Alla vigilia della partita Monza – Bari, in programma sabato 11 aprile alle 19.30 presso l’U-Power Stadium, si è tenuta la conferenza stampa di mister Paolo Bianco al centro sportivo Silvio e Luigi Berlusconi di Monzello. I biancorossi sono attualmente terzi in classifica, reduci dall’incerto pareggio contro il Catanzaro durante le festività pasquali.
Bianco: “Al Monza non basta mai”
“Nelle ultime gare abbiamo disputato anche ottime prestazioni, come a Catanzaro, dove abbiamo mostrato grande carattere nonostante le difficoltà – ha dichiarato Paolo Bianco – Quando perdiamo fa notizia, mentre per gli altri non è così. Ma senza la giusta voglia, non avremmo mai pareggiato in nove contro il Catanzaro. Il vento ha creato qualche problema, ma non può essere un alibi. Qui si tende sempre a guardare il bicchiere mezzo vuoto: al Monza non basta mai, ma ci siamo ormai abituati. Anche all’interno del club, qualcuno aspetta una sconfitta per fare critiche. Abbiamo raggiunto il record di punti in Serie B per il Monza, e per me è molto più che sufficiente. Abbiamo intrapreso un percorso straordinario. Non dobbiamo farci influenzare dalle aspettative altrui. Anche contro il Venezia abbiamo fatto una buona partita, è vero che abbiamo ottenuto tre pareggi, ma sono risultati importanti.”

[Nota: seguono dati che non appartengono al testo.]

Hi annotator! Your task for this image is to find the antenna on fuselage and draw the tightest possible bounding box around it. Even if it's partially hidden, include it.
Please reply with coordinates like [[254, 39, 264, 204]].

“Il Bari non merita la posizione attuale”
“In attacco questa volta devo pensare meno a chi schierare in campo”, ha detto Bianco, facendo riferimento alle assenze di Cutrone e Keita Baldè per squalifica. “Ci sono quattro squadre che hanno ottenuto molti punti e va dato merito a tutte. So quanto hanno lavorato i ragazzi da inizio luglio e mi rattrista un po’ che il loro impegno non venga riconosciuto. Oggi i giocatori hanno bisogno di essere ascoltati. Sono il primo tifoso del Monza, per me non è un derby (Bianco è di origini foggiane, ndr). Il Bari non merita la classifica che occupa in relazione al suo organico. C’è un alone di negatività attorno al Bari e questo non giova: hanno giocatori di valore, oltre all’identità che l’allenatore ha saputo dare alla squadra. Domani recuperiamo Birindelli e, spero, Azzi: gli indisponibili sono Antov e Forson. A questo punto della stagione, vorremmo ottenere risultati più per i tifosi che per noi stessi. Lasciare qualcosa a loro sarebbe la cosa più bella. Non so se rimarrò uno, due o quanti anni.”